Elizabeth Taylor remarks that she was upstaged by streaker Robert Opal before presenting the Oscar for Best Picture on April 2, 1974. At right, Opal darts across the stage naked just as David Niven was introducing Taylor.
Getty Images

In 1974, artist and gay rights activist Robert Opel shocked viewers when he streaked across the stage, flashing a peace sign, as actor David Niven was about to introduce Elizabeth Taylor, who would announce the best picture winner. While the image would have likely prompted some hilarious memes, Niven said it best: "Isn't it fascinating to think that probably the only laugh that man will ever get in life is by stripping off and showing his shortcomings?"

3. "You like me, right now, you like me!"

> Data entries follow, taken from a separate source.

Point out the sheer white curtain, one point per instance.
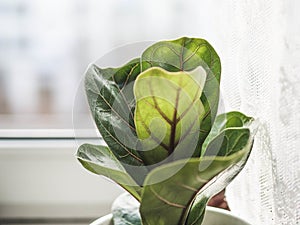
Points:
(261, 77)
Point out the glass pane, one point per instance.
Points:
(45, 47)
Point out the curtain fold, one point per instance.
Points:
(264, 60)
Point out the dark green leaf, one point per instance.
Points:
(125, 210)
(110, 96)
(101, 161)
(187, 54)
(168, 112)
(168, 201)
(229, 134)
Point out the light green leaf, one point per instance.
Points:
(168, 113)
(101, 161)
(169, 201)
(186, 54)
(110, 96)
(125, 210)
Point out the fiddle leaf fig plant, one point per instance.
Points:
(165, 143)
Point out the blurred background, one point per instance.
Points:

Sally Field impressed the Academy with her performance as a struggling widow during the Great Depression in "Places in the Heart." But it was her acceptance speech for best actress in 1985 that really endeared her to audiences. The often-misquoted line “I can't deny the fact that you like me, right now, you like me!" would have been endlessly retweeted.

4. Spider-Cher

Cher's 1986 spiderweb ensemble was one of the Oscars' most memorable looks of all time.
Hulton Archive / Getty Images file

Cher’s outrageous spiderweb ensemble and over-the-top headpiece, designed by longtime collaborator Bob Mackie, would have been an Instagram sensation in 1986.

5. Musical Rob Lowe

Rob Lowe croons a tune to Snow White during the opening number for the 61st Academy Awards presentation in Los Angeles.Reed Saxon / AP

Rob Lowe’s campy “Proud Mary” duet with Snow White, played by 22-year-old actress Eileen Bowman, has long been deemed one of the Oscars’ most embarrassing numbers. Had social media been around in 1989, viewers would have had a greater outlet to voice their snarky reactions.

6. Palance's pushups

In 1992, Jack Palance, then 73, dropped down and began performing a series of one-armed pushups while accepting Best Supporting Actor for "City Slickers." Just imagine the GIFs!

7. Cannibal Crystal

Billy Crystal’s unforgettable Hannibal Lecter skit — in which he told “The Silence of the Lambs” star Anthony Hopkins, “I'm having some of the Academy over for dinner. Care to join me?" — would have racked up numerous YouTube views after the show in 1992.

8. Uma? Oprah?

David Letterman hosts the 67th annual Academy Awards on March 27, 1995.
AP

In 1995, host David Letterman’s famously awkward “Oprah, Uma” joke received plenty of mocking — even before social media. We can only imagine how much more awkward it would have gotten had the internet been around to make Photoshopped memes.

9. King of the Oscars

When James Cameron picked up his best director award for “Titanic” in 1998, he chose to quote one of the movie’s more cringe-worthy lines, proclaiming, "I'm king of the world!" He later told Entertainment Weekly, “After jumping up and making a fool of myself with my acceptance speech (for “Titanic”), I’m sure nobody wants to see me at the Academy Awards again. Or maybe they want me to win again to see if I can make an even bigger fool of myself.”

10. Benigni was beautiful

Five years before Facebook was created, Roberto Benigni made a would-be viral moment when he jumped on a chair and proclaimed “I want to kiss everybody!” after winning Best Foreign Language Film for his moving Holocaust film, “Life Is Beautiful,” in 1999.

Tune in April. 25 to see what this year’s most meme-worthy moments will be.

An earlier version of this article was published on Feb. 20, 2015.